Im Cockpit herrscht japanische Zurückhaltung.

Fahrtechnisch ent­puppt sich der SX4 als Allradversion bei unseren Testfahrten als zuverlässiger, bequemer und durchaus agiler Gefährte. Die Lenkung ist direkt, das Fahrwerk stramm. Der Vierzylinder-Benziner ist mit dem Fünfgangschaltgetriebe zunächst etwas behäbig. Seine 120 PS zeigt er erst nach fleißigem Schalten und bei hohen Drehzahlen. Zum täglichen Gebrauch und Ausflug mit der Familie taugt er jedoch allemal. Alternativ gibt’s beim Benziner auch ein stufenloses CVT-Automatikgetriebe. Mit bzw. ohne Allradantrieb schafft er 165 bzw. 180 km/h Spitze und überrascht mit sparsamen 5,8 Litern Durchschnittsverbrauch.

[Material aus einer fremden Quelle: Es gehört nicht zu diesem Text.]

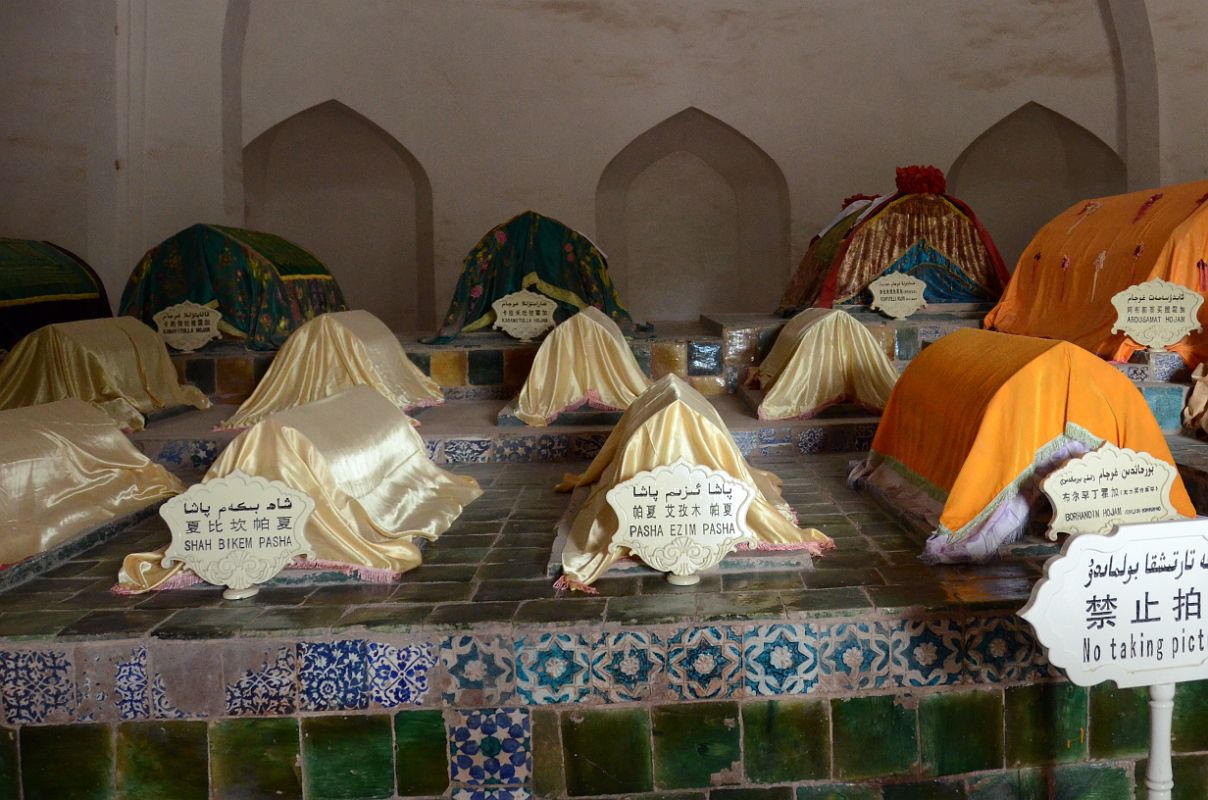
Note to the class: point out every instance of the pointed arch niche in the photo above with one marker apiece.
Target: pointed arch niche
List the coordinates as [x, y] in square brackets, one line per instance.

Ein bisserl mehr – nämlich 7,4 Liter – schluckt bei sportlicher Fahrt im Mittelgebirge der Allrad-Diesel. Das neue Topmodell gibt es nur mit einem Sechsgangschaltgetriebe. Der Vierzylinder-Turbodiesel treibt den SX4 nicht nur im hohen Drehzahlbereich dynamisch und flott an. Selbst beim Überholen hat er noch Reserven und schafft in der Spitze 175 km/h. Der Allrad DDiS kostet je nach Ausstattung zwischen 25.190 und 28.990 Euro.

Das Kofferraumvolumen umfasst 430 bis 1269 Liter.

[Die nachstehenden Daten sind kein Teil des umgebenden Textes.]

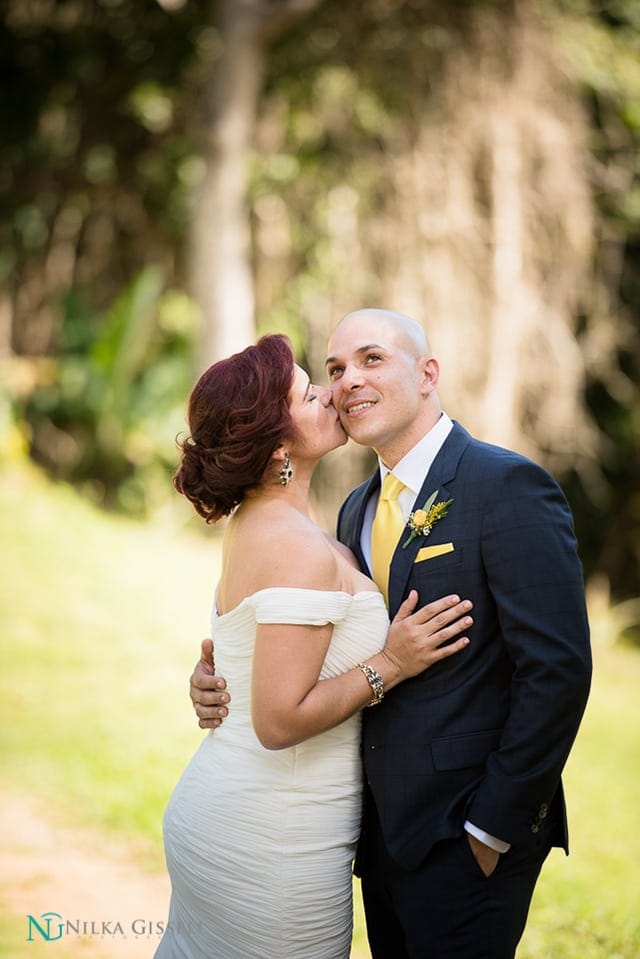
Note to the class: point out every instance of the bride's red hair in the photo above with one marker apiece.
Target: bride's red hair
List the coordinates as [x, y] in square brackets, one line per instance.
[238, 416]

Im Preis inbegriffen ist dann auch ein Allgrip-Antrieb, eine Anfahr- bzw. Fahrhilfe für verschiedene Straßenbeschaffenheiten. Per Drehschalter an der Mittelkonsole sind je nach Straßenzustand vier Fahrmodi wählbar– Auto, Sport, Snow und Lock. Der Snow-Modus ist für Fahrten im Schnee oder auf rutschigem Untergrund, Lock-Modus dient dazu, den SX4 aus Schnee, Schlamm oder Sand zu befreien. Trotz Offroad-Design und Allradantrieb: Ein echter Geländewagen ist der SX4 aufgrund seiner geringen Bodenfreiheit von nur 16 Zentimetern nicht. Offroad-tauglich ist er maximal für Fahrten auf Schotterstraßen zum Fischen am See oder zur abgelegenen Berghütte.

Spezielles Zuckerl für neue SX4 -Käufer: Suzuki übernimmt für ein Jahr die Vollkaskoversicherung! Interessant auch: Der bisherige SX4 bleibt als preisgünstiger Classic mit viel Zubehör vorerst weiter im Programm: ohne Allrad ab 17.490 Euro, mit Allrad ab 18.990 Euro.